Algo escuro já estava vindo da ponta de seu dedo indicador em um fiapo ondulante e estava indo em direção aos lábios dela. Mas ele amaldiçoou novamente, rangendo os dentes quando sua mágica parecia não funcionar no corte do lábio dela. Ele havia se esquecido completamente que humanos não respondem à magia.

“Me diga, qual é o jeito humano de parar o sangramento?” ele perguntou com uma voz urgente. O quê? Jeito… humano?

“Estou bem.” ela rejeitou sua preocupação ao se mover para limpar o sangue com os dedos quando Gideon a segurou pela mão novamente, impedindo-a. Ela olhou para ele e piscou confusa. Qual era o grande problema? Era apenas uma rachadura nos lábios que estava sangrando.

“Pare de tocar com tanta irresponsabilidade assim. Você está piorando.” Ele avisou irritado e Vera continuou piscando para ele.
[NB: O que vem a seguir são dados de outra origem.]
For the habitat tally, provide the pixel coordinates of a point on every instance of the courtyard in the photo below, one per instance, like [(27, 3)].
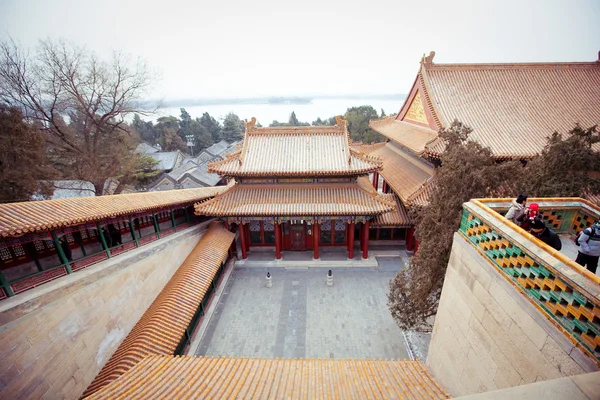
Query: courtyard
[(300, 317)]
“Não, é… Isso vai cicatrizar. Não se preocupe.” Ela passou a língua sobre o lábio inferior e isso só fez Gideon franzir a testa.

“Não me diga que lamber é o jeito humano…?” Gideon murmurou para si mesmo. Mas devido à proximidade deles, Vera ouviu o que ele disse.

O quê? Vera ainda estava processando o que ele disse quando ele de repente suspirou e se aproximou.

“Deixa pra lá e me deixa fazer. Eu sei que machos podem curar vocês humanos melhor.” Então ele começou a lamber o lábio dela. O-que? De onde ele tirou tal coisa? Espera… existia mesmo tal coisa que ela desconhecia? Mas suas declarações e ações confiantes não pareciam ser falsas. Ela ficou subitamente confusa.

Mas Vera não falou mais nada. Ela simplesmente não conseguia. A ponta de sua língua quente começou a lamber seu lábios e a deixou completamente sem palavras ao ponto de até fechar os olhos para apenas aproveitar a sensação. O que está acontecendo? Por quê… por que ele está fazendo isso? No entanto, ela não ia negar a si mesma o prazer disso, mesmo confusa com suas ações.

Quando ele finalmente se afastou, Vera também abriu os olhos e o encarou intensamente.

“Gideon…” ela chamou o nome dele naquele tom doce dela e ele ficou parado, o olhar em seus lábios lentamente voltou para os olhos dela. “Você… está preocupado comigo?”